Reflecting on PayPal's trajectory, it is evident that the company, once a darling of Wall Street with nearly 90% bullish ratings in early 2020, has witnessed a precipitous decline. The stock currently trades at an 80% discount from its all-time high, reflecting concerns about heightened competition and dwindling margins.
Dolev's downgrade is rooted in concerns about PayPal's apparent struggle to maintain market share against Apple Pay. According to him, the data indicates that losing ground to Apple Pay is becoming an increasingly formidable challenge. Furthermore, a looming demographic issue is emerging, with younger segments of the U.S. population showing a preference for newer payment methods like Apple Pay, auto-fill, and buy-now-pay-later (BNPL) services.
While PayPal has historically excelled in desktop checkout experiences, Dolev points out that the company lags behind on mobile platforms, where a growing number of consumers are conducting transactions. In contrast, Apple Pay holds a more advantageous position in the mobile arena compared to desktop. The repercussions of this mobile-centric shift are reflected in PayPal's stock, which experienced a 1.4% decline shortly after the announcement of the downgrade.

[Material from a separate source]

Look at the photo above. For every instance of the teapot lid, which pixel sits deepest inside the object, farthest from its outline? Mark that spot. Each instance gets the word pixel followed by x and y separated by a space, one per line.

Adding to the challenges, PayPal's ownership of Venmo, once considered the crown jewel of peer-to-peer payments in the U.S., is facing competitive pressures from rivals like Zelle. Dolev highlights concerns about PayPal's struggle to enhance Venmo's monetization profile, noting that Venmo's core customer base likely relies on traditional banks for financial services. In contrast, competitors like Block Inc.'s Cash App product cater to customers actively seeking such services.
Dolev also draws attention to the margin challenges confronting PayPal. The company is grappling with an increasing contribution from its lower-margin unbranded checkout product to the overall business, a trend that Dolev anticipates could continue to exert pressure on gross profit.
In conclusion, the once-unassailable optimism surrounding PayPal on Wall Street has given way to a more skeptical outlook. The company faces a confluence of challenges, from heightened competition with Apple Pay to demographic shifts favoring alternative payment methods, as well as difficulties in maximizing the potential of its key assets like Venmo. As analysts reassess their positions, it remains to be seen how PayPal will navigate these challenges and regain the favor it once enjoyed among investors.